Chapter 5.

 
The Milk-Bottle Boy
THE milkman’s cart was rattling gaily along the village street, with all the bottles and cans jumping about and singing a merry song inside it as the driver shook the reins and whistled to his horse. Wendy and Joan heard it coming, and stood on one side to let it pass. They were in a strange village now, and were thinking how different it was from their own. They did not know its name, and it struck them as very odd and amusing. For instance, at home the milk was brought by Old Tom with a handcart, while here they used a horse. And there were other things, too. The church was on the left-hand side of the road instead of on the right, and it had a steeple instead of a square tower.
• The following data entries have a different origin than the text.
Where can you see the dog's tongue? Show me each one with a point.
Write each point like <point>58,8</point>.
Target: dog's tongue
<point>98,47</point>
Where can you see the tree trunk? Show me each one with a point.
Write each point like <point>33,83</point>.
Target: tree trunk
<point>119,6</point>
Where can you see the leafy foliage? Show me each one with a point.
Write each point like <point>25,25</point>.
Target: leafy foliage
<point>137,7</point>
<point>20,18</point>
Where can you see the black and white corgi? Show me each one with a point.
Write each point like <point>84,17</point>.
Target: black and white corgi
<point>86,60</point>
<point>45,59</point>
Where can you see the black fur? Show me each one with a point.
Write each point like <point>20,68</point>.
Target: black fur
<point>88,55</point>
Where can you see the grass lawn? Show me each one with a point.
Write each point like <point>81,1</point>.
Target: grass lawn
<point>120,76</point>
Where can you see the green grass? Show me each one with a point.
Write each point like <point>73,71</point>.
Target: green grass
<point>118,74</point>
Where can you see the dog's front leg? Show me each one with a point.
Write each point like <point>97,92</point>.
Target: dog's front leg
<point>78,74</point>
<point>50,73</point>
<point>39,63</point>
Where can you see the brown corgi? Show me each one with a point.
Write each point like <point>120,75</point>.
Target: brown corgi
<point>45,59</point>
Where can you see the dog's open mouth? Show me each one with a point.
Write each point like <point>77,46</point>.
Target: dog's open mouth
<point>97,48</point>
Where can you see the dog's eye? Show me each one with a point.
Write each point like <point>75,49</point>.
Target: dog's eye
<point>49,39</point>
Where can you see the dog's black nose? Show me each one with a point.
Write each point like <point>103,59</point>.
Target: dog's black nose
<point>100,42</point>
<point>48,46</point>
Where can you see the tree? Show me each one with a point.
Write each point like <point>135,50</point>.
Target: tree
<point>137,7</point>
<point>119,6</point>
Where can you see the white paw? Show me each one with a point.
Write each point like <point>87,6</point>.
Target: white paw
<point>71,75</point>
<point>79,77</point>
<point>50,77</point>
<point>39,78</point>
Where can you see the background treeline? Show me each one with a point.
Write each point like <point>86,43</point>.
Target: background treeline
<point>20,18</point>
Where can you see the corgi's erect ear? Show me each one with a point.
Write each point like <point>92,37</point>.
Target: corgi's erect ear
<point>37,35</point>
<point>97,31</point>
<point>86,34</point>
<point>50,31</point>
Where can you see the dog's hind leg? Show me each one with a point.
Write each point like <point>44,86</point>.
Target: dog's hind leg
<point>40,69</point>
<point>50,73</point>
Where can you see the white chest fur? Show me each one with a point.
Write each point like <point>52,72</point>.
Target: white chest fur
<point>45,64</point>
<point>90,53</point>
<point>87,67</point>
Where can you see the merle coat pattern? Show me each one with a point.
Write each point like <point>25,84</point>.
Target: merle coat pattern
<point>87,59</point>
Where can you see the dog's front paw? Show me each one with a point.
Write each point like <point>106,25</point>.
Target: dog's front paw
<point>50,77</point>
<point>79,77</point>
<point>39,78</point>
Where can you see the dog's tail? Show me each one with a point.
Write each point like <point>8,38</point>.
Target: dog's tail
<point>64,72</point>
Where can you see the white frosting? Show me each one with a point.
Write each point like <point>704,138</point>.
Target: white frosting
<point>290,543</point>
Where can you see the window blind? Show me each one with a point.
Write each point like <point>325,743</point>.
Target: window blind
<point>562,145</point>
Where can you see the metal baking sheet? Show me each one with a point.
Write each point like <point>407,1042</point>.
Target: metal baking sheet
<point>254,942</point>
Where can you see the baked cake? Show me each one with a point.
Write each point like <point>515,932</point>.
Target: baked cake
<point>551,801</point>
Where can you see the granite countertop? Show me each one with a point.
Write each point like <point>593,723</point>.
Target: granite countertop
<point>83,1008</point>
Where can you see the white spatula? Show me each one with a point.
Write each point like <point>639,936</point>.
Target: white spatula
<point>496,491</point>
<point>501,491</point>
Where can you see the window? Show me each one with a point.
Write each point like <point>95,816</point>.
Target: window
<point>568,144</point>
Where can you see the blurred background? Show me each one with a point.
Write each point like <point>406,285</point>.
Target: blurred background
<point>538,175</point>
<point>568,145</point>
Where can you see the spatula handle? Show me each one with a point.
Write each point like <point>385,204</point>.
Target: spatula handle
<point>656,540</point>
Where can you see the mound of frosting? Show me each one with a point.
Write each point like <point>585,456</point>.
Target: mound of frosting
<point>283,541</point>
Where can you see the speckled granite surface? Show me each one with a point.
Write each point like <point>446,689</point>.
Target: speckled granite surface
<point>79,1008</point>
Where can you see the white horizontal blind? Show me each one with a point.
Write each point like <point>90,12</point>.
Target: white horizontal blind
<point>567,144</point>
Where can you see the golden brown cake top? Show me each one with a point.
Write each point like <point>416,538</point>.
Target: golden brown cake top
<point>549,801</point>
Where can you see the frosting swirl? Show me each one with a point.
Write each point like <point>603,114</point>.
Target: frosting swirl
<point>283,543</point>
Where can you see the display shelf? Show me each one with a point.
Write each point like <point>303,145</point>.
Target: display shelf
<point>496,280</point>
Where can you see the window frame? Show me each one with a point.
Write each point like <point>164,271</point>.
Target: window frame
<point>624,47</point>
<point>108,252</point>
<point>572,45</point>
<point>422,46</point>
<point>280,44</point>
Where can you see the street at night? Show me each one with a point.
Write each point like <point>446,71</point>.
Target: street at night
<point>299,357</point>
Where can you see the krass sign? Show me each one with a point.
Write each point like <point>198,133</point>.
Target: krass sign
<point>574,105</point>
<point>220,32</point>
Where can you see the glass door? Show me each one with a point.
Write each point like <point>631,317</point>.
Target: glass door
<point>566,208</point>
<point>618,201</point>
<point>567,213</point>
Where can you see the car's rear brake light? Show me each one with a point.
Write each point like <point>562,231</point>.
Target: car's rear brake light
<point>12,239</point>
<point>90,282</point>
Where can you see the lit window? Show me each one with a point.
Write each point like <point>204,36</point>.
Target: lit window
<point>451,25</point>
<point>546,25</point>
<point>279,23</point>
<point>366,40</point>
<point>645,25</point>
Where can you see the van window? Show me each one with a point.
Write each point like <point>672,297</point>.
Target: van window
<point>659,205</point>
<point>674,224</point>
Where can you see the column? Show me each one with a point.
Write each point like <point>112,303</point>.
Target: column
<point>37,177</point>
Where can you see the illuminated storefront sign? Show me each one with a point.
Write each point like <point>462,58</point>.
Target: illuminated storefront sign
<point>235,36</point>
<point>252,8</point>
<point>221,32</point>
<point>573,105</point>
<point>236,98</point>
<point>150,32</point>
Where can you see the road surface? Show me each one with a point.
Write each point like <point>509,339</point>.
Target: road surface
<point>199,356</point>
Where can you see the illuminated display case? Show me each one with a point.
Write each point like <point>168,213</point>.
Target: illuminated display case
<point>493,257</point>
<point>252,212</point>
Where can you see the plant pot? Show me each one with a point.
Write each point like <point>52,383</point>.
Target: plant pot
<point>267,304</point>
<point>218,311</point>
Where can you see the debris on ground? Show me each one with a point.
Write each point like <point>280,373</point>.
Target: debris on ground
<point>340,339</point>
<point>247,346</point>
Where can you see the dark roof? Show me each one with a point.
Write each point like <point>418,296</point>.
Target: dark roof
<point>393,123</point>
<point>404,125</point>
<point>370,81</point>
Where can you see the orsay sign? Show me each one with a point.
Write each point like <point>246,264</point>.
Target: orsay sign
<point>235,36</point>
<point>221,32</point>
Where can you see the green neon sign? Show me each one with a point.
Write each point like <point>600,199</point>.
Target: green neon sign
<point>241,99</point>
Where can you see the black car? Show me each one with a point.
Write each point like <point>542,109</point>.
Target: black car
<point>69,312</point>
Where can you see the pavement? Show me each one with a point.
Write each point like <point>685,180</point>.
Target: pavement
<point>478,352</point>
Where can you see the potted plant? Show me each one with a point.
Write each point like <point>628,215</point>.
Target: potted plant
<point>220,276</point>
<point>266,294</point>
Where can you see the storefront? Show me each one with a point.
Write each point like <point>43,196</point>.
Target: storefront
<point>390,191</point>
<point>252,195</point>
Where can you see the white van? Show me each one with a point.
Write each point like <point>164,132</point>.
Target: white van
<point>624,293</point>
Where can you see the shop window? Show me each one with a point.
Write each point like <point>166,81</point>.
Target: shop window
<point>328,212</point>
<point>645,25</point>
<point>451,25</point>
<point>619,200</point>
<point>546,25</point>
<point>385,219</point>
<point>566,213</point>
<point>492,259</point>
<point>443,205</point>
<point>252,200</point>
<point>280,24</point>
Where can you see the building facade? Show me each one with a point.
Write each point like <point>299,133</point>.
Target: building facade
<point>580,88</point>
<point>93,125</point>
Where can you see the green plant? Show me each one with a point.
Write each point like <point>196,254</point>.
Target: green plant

And the post office did not sell sweets, as theirs did at home. Joan and Wendy thought they would not like to live there at all.
As they walked up the street, talking about the place, they saw the milkman stop his horse, jump out of the cart, and go into a gate, still whistling, carrying his wire tray full of milk bottles with him.
Suddenly a small boy appeared, looked round carefully, and jumped on the back of the cart. Then he jumped down again, but now he had a bottle of milk in his hand. He looked round again, and then darted down a turning.
“Did you see that?” cried Wendy.
“He was stealing that milk!” ejaculated Joan. “Shall we tell the milkman?”
“I wonder where he’s gone?” said Wendy thoughtfully.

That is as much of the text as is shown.